On Fri, 12 Aug 2005 19:10:44 -0700 (PDT)
Vintage Computer Festival <vcf at siconic.com> wrote:
On Fri, 12 Aug 2005, Scott Stevens wrote:
The Replica One looks like a cool project. But
I'm a little
disturbed that he calls it a 'replica' considering:
Semantics. Just stop bitching, buy one and have fun.

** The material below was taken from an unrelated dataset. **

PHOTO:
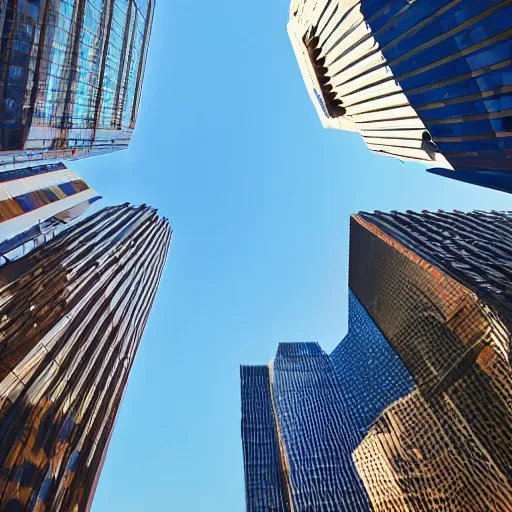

And it doesn't use the original chips? My
hope was that it was a
true'replica' and you could order it for Big Bucks with vintage
silicon, or order a bare etched and drilled circuit board and have
the fun of seeking out (or digging through your junkbox of spare
chips) for the chips.
Ok, you get your hands on an actual Apple-1, then trace out the board,
etch a copy, and then good luck finding all the rare chips (the shift
registers for instance). Many have considered it, few have looked
into it, and so far none have succeeded. I know one guy who has
collected all the chips and has done the tracing and is ready to build
a new board and assemble it. The time and effort and money that will
going into this will be considerably higher than the $159 that the
ASSEMBLED and TESTED Replica-1 sells for (and that even includes an
ASCII keyboard). If you're cheap and adventurous, buy the $119 kit
version, or if you're really cheap and adventurous, buy the barebones
kit version for $60.
Naw. It probably uses a 74LS244 chip in it somewhere, and I'd burn
myself out adapting it to use a 74LS245 instead (because I've got a
bunch of the latter and none of the former in the tubes of ICs that I
can find at the moment in the mess here)
Seems like a cool project, though. How soon before people start hawking
them on eBay as if they're real Apple 1's?? (three years? ten years??)